Месяц назад она еще дышала запахом океана, слушала чаек, бродила в летних туманах. Месяц назад имена Ждана, Ри Ги Чена, Гумама, тем более Солы Кнунянц были для нее всего лишь именами, так же как имя Гомера Хайдари. Сейчас эти люди сидели перед ней. Она их любила. Вместе с ними она дивилась, что заставляет либеров метаться, совершать непонятные поступки? Почему они вдруг уходят из городов? Почему они так внимательно прислушиваются к выступлениям доктора Чеди? Неужели им впрямь интереснее жить небольшими общинами, чем всем миром?
«Это странно, – подумала Зита, – жить, отключившись от МЭМ… Кто может заменить МЭМ? Кто может держать в голове управление всей планетой? А может, есть такие головы? – засомневалась она. – Надо спросить Ждана. Если либеры требуют отключения от МЭМ, значит, они знают еще какой-то способ всеобщего управления?»
Зита вздохнула счастливо.
Она нашла свое место.
Конечно, она с наслаждением выбежала бы сейчас на пустую террасу, перегнулась через прохладный каменный парапет, с ужасом и восторгом услышала чаек, увидела размах океана и Нору Лунину под сосной, а на руках волшебный ребенок…
У нее будет свой.
Она добьется членства в Родительском клубе. Ждан и Хриза Рууд ей помогут. Не могут не помочь. Они же видят глубину и искренность ее чувств. Если понадобится, она дойдет до самого МЭМ. Некоторые утверждают, что башенки Разума связаны с МЭМ напрямую.
Она прислушалась к разговору и чуть не рассмеялась. Стоило ей подумать о башенках Разума, как Гумам заговорил о них.
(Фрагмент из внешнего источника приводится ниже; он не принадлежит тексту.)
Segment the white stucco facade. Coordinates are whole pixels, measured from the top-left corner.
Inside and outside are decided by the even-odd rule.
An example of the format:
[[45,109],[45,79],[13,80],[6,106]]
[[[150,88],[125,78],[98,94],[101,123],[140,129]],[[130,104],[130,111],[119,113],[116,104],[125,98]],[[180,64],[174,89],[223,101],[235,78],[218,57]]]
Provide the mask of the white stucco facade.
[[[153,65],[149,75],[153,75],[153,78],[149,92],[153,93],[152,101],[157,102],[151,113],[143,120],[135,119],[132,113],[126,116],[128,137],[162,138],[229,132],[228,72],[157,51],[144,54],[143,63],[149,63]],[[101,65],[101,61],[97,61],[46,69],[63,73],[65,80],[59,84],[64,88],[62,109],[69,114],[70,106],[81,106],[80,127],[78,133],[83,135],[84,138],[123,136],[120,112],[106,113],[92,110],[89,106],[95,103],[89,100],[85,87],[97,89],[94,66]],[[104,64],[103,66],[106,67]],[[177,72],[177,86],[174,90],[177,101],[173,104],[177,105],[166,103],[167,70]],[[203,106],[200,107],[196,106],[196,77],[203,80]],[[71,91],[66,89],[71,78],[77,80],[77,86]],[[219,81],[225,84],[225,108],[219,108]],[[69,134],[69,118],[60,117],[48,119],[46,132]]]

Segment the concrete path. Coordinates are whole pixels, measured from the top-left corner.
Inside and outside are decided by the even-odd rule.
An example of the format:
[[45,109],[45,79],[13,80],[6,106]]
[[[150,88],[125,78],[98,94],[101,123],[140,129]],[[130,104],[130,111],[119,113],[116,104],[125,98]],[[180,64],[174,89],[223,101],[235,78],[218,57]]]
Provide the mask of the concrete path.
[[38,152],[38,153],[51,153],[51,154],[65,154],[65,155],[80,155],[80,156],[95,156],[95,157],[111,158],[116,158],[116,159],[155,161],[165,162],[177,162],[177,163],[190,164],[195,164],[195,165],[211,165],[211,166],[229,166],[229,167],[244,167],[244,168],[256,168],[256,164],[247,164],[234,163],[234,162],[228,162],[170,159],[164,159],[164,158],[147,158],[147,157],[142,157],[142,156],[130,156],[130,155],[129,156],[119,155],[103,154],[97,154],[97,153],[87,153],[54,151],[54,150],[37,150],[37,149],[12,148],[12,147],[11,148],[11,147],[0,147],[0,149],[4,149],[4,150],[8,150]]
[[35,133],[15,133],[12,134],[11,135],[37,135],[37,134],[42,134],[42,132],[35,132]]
– …Драму «Безумная» я написал в башенке Разума. Если хотите, я пошел в башенку Разума намеренно. Не очень приятна тишина, которая там стоит, вы знаете, но я заставил себя вслушаться, понять… И я понял… Я ощутил себя включенным в некий надмирный процесс… Я чувствовал себя одиноким, как сам Космос, и в то же время чувствовал каждого… Я внезапно осознал, как мы все еще слабы, как зависим от древних инстинктов… Отсюда образ «Безумной»…
– Но, Гумам, – заметил Гомер, – возможно, то же самое ты почувствовал бы где-нибудь на Озерах.
– Нет, нет, – возразил Гумам. – Это было совсем особое чувство.
– Влияние МЭМ? – Сола Кнунянц выглядела очень заинтересованной.
– Не знаю, трудно сказать… Мне кажется, что-то другое.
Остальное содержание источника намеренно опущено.